5. On the island of Miyake-jima, you need to carry a gas mask at all times.

This is due to the island's central volcano, Mount Oyama, belching toxic sulfur dioxide every 20 years. The gas never seemed to completely go away, and at least one-third of the island is completely off-limits because of the thick gas in the air.Residents living elsewhere are warned by sirens whenever they need to put their masks on.

6. It's considered acceptable and even desirable to nap at work in Japan.

This doesn't mean workers are encouraged to slack off. In fact, it has to do with the long hours, incredibly hectic schedules, and little sleep that many Japanese workers have to deal with.If someone falls asleep at work, which is called inemuri, they're considered a model employee because they're exhausted to the point of passing out from working so hard. Despite this, they still made an effort to show up for work and attend business meetings so their employer considers them reliable.

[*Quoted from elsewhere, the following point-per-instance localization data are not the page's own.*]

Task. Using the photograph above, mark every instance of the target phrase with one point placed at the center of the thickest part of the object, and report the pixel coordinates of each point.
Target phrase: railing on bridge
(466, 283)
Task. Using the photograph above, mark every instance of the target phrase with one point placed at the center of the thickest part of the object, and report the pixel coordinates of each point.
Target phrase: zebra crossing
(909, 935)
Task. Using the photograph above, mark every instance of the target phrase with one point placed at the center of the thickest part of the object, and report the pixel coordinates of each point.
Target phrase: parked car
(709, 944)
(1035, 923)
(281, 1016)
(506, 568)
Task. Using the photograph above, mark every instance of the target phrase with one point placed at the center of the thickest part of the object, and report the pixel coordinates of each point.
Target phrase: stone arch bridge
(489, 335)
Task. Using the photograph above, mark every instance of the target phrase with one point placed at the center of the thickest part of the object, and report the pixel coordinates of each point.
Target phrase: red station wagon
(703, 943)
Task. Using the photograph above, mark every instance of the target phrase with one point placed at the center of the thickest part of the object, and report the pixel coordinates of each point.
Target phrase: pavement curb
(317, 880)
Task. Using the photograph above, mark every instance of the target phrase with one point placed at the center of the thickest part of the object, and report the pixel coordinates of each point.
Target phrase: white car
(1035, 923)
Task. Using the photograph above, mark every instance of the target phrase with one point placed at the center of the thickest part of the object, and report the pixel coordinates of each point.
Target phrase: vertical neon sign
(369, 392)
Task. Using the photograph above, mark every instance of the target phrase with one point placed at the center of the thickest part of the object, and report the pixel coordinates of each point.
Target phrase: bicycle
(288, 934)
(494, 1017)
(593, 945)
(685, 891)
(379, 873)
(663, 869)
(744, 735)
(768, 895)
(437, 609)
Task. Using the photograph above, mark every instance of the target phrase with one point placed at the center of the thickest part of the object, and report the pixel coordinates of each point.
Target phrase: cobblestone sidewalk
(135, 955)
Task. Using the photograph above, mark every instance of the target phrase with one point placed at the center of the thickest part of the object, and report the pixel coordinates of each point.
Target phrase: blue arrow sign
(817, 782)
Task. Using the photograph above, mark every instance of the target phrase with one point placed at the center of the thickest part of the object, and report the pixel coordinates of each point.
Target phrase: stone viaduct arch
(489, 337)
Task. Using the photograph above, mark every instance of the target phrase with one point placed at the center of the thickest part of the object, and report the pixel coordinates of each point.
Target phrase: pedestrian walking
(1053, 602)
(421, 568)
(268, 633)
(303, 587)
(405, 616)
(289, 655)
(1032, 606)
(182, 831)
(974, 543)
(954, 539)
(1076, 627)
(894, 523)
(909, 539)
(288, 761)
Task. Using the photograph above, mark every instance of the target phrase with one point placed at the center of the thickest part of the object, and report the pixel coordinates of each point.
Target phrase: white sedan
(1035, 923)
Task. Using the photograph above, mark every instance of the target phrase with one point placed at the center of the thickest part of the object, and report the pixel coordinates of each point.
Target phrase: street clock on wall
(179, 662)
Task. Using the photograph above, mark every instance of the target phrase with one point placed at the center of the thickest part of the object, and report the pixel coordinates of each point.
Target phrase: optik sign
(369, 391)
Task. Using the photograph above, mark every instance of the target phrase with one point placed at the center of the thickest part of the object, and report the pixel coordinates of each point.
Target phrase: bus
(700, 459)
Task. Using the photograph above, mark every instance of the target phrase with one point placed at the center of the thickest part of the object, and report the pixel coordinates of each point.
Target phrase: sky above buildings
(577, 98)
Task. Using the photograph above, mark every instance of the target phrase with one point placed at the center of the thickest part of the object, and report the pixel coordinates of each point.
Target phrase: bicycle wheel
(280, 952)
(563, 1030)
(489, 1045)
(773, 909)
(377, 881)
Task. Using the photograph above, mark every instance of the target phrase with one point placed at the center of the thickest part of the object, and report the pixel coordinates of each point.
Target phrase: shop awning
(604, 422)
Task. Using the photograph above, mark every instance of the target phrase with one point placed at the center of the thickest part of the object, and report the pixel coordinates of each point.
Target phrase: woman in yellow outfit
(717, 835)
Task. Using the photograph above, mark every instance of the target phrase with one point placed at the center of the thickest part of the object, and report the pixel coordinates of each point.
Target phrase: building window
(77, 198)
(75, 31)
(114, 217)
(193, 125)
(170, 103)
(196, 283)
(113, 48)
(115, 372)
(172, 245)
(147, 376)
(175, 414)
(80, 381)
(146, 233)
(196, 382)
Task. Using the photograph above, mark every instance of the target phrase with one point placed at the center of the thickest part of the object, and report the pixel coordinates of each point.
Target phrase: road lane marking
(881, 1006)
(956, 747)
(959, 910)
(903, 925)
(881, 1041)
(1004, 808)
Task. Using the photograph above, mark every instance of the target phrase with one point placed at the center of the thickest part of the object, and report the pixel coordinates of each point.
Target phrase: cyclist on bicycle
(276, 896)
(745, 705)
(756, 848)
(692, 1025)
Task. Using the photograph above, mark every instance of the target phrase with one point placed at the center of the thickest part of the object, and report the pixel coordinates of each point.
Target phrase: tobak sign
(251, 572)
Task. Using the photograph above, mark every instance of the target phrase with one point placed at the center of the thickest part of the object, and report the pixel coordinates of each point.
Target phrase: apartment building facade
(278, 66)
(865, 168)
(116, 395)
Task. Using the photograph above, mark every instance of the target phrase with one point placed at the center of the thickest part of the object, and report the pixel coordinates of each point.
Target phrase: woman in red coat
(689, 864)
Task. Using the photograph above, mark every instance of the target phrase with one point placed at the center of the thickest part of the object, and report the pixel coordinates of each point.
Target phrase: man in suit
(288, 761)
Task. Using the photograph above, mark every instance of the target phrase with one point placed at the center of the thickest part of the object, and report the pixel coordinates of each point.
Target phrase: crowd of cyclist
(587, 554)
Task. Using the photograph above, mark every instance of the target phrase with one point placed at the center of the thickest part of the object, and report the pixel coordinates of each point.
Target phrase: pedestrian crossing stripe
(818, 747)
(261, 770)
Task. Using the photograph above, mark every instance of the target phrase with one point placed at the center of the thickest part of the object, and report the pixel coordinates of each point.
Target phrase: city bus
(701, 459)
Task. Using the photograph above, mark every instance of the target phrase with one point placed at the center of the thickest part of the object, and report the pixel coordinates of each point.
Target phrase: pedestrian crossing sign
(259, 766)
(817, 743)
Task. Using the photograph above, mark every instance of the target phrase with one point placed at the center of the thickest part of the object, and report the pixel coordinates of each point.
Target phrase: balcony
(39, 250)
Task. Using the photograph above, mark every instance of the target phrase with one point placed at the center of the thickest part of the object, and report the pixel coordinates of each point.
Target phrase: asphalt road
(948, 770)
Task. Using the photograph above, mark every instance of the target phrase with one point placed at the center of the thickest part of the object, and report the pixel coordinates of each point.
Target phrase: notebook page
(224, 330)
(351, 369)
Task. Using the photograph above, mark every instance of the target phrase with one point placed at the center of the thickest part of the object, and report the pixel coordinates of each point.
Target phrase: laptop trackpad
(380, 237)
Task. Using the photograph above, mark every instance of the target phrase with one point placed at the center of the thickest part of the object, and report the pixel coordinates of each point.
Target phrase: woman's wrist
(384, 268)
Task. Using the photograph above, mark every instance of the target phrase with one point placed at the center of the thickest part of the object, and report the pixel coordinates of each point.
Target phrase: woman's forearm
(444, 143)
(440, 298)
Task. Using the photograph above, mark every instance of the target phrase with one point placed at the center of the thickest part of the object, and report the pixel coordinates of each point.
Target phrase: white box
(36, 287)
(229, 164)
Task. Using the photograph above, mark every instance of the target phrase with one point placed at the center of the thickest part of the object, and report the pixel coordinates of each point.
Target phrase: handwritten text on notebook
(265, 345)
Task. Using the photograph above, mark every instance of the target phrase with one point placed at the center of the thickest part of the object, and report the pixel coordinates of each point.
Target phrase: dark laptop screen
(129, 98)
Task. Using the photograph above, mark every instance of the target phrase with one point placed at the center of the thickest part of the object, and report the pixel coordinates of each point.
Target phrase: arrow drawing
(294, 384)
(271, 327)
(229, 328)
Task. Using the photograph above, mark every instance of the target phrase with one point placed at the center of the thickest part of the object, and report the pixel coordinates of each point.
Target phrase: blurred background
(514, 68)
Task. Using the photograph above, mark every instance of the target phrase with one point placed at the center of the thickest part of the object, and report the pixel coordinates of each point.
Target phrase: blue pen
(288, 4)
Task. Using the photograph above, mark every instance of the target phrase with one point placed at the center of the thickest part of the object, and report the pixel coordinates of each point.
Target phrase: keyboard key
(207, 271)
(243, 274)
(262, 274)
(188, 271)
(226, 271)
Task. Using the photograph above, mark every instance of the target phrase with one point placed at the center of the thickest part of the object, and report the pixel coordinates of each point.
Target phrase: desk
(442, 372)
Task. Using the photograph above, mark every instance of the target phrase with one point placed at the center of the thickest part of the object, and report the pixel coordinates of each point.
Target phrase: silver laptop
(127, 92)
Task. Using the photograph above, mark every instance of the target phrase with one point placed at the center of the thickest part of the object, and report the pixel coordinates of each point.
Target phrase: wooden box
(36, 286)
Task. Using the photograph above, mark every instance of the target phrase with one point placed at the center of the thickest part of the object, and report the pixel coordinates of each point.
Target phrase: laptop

7. A whopping 32,000 Japanese citizens just turned 100 this year.

This brings the total population of those aged 100 or over to 65,000, which is only 10,000 less than the United States. Longevity is prized in Japan and those who have achieved such a long lifespan are awarded a silver sake dish on September 19th every year.However, there are now so many citizens older than 100 that the Japanese government will now give them silver-plated dishes rather than the more expensive pure silver ones. This decision comes in the wake of a $2.1 million price tag for taxpayers after 59,000 elders received the prizes in 2014. Yet, there's another problem that makes Japan's aging population so worrying.

8. A large percentage of the population has stopped having sex.

About 45% of Japanese women aged 16-24 and 25% of men of the same age "were not interested in or despised sexual contact." This has a lot to do with the conservative business culture of Japan clashing with its more career-driven modern female population. No matter how out of date it is, these women are still facing pressure to conform to the traditional model of the working husband and the stay-at-home wife.Worse yet, many Japanese families can't afford children unless both parents work. However, raising a family and working at the same time is almost impossible under the hectic work schedules expected in the business world there.So, many young citizens have no interest in getting married and starting families as a result.

9. Store owners and police use large versions of paintballs to catch criminals.

These colored balls are meant to be tossed or shot at escaping thieves or their vehicles to improve the chance of an arrest. While these color balls have led to some arrests, the problem is that clerks only had the presence of mind to actually throw the ball in 3% of cases examined.

10. Until last year, dancing in clubs after midnight was illegal in Japan.

The ban started in 1948 when dance clubs were often a front for prostitution. While the law has long been considered out of date, outbreaks of crime in the late 2000s led enforcers to take it seriously and arrest DJs and dancers so they could check them for drugs.However, the ban was finally lifted last year partially because politicians wanted to prepare Tokyo for the festivities of the 2020 Olympics.

11. Japan is home to the world's oldest businesses.

The very oldest is a family-run hotel famous for its hot springs called Nisiyama Onsen Keiunkan, which opened back in the year 705. The second oldest is another hotel called Hoshi Ryokan, established in 718. Sake brewer Sudo Honke has been around since 1141.

12. Japanese students are responsible for cleaning their own classrooms.

It's commonly believed that this means Japanese schools don't have janitors, but let's not forget that a school needs to be maintained as well as cleaned.

13. About 70% of Japan is made up of mountains.

Unfortunately, this also means that Japan is host to about 100 active volcanoes because it's positioned on a danger zone known as the Pacific Ring of Fire.